Da quanto tempo era lì fuori? Si chiese notando il velo bianco sui suoi capelli.

«Credo sia meglio trovare un posto al caldo in cui andare, se non vuoi morire congelato», gli disse avvicinandosi.

«Mio padre è morto», annunciò lui immobile.

Emma si bloccò. «Mi dispiace tanto», disse sincera. «Hai fatto in tempo..»

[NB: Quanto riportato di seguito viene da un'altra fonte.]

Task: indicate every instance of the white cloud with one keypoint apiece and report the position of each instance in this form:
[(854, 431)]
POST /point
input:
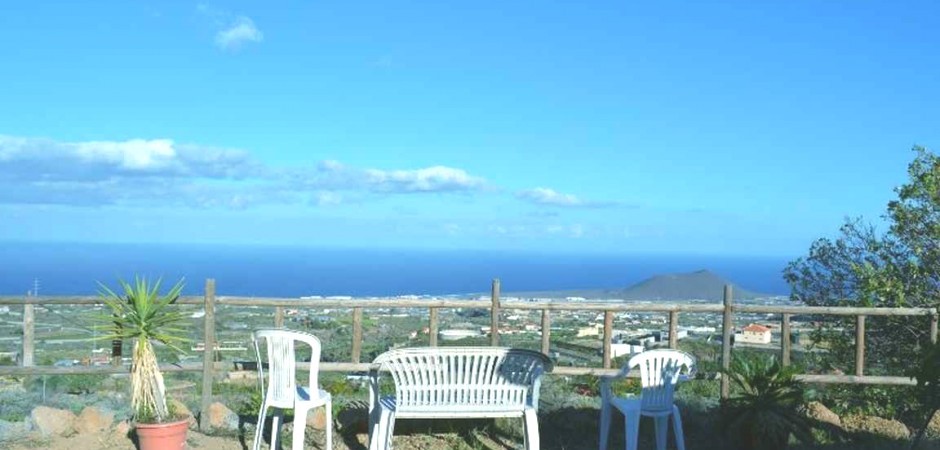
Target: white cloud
[(231, 30), (327, 198), (431, 179), (136, 171), (546, 196), (135, 154), (335, 175), (154, 172), (239, 31), (550, 197)]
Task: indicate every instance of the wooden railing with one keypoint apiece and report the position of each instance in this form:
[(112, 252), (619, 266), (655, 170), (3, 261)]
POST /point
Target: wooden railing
[(727, 309)]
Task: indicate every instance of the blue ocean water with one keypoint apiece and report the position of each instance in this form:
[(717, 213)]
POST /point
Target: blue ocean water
[(281, 271)]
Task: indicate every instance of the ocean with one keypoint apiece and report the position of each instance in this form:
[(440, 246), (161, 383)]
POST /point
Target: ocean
[(282, 271)]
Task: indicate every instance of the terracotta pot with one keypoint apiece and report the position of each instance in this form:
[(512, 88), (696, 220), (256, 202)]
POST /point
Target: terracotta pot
[(162, 436)]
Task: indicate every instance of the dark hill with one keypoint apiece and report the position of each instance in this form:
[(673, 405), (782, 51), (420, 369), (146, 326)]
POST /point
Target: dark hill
[(698, 285)]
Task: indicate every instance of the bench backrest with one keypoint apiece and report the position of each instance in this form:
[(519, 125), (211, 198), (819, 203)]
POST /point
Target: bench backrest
[(464, 376)]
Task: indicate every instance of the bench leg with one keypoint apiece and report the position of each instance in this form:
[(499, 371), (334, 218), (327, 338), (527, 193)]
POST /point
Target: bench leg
[(605, 425), (380, 433), (276, 421), (531, 429)]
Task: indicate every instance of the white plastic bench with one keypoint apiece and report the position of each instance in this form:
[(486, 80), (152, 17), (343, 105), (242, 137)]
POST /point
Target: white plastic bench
[(456, 382)]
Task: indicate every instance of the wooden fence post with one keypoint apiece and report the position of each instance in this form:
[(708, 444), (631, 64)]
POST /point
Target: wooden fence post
[(674, 330), (357, 335), (727, 328), (859, 345), (608, 335), (208, 354), (432, 327), (546, 331), (29, 333), (785, 340), (494, 314), (933, 327)]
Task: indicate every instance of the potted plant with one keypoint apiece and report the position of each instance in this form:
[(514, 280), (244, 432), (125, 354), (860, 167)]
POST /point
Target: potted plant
[(137, 312), (763, 410)]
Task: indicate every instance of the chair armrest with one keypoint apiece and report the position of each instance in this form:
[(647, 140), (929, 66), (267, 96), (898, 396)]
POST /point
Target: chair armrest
[(374, 392)]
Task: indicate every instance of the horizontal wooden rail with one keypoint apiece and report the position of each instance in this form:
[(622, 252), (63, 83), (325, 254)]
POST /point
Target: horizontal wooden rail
[(559, 305), (833, 310)]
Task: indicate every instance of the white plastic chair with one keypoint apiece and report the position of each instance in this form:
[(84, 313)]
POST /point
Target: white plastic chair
[(660, 370), (283, 392)]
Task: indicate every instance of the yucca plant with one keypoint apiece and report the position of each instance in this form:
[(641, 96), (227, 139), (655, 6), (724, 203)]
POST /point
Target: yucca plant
[(137, 312), (763, 412)]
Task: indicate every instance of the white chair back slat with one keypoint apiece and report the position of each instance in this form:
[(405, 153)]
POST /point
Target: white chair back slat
[(659, 373), (281, 378)]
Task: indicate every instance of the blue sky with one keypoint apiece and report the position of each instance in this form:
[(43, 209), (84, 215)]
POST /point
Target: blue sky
[(627, 127)]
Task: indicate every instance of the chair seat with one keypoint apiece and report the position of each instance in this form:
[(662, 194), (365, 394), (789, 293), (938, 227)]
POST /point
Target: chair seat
[(625, 404), (303, 395)]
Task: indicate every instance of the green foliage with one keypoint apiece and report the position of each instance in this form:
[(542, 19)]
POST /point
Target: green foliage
[(927, 373), (140, 314), (864, 267), (762, 413)]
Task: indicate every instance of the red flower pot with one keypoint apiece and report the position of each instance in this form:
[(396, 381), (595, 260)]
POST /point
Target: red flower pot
[(162, 436)]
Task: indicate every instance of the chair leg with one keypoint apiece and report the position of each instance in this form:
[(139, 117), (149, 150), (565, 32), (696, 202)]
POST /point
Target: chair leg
[(300, 427), (329, 424), (259, 428), (662, 431), (605, 425), (389, 430), (276, 427), (677, 428), (631, 428), (531, 429)]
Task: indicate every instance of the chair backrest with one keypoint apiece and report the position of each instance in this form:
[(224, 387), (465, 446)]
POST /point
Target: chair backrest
[(466, 376), (659, 372), (282, 364)]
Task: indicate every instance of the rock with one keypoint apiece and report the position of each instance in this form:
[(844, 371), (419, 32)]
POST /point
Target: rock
[(819, 412), (93, 420), (12, 431), (222, 418), (122, 429), (877, 426), (52, 421), (179, 409), (933, 428), (353, 418), (316, 418)]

«.. a vederlo? Sì.» Ben sospirò rumorosamente ancora provato dagli eventi della serata. «Abbiamo parlato. Niente di straordinario, ma sono riuscito a dirgli tutto quello che avevo dentro e a sentirmi dire tutto ciò di cui avevo bisogno. Decidere di prendere quel treno è stata la cosa migliore che potessi fare nella vita.»

Emma si avvicinò ancora. «Lo credo anch'io», annuì quando gli fu di fronte.

Ben le sfiorò il viso con le mani, tracciò il contorno con la punta delle dita, le passò nei suoi capelli.

«Buon anno», sussurrò con un filo di voce prima di chinarsi e baciare Emma sulle labbra.

Erano gelide, ma non importava. Lei si sollevò sulla punta dei piedi, si aggrappò al suo giaccone e sorrise, convinta che uno dei suoi buoni propositi si fosse appena avverato.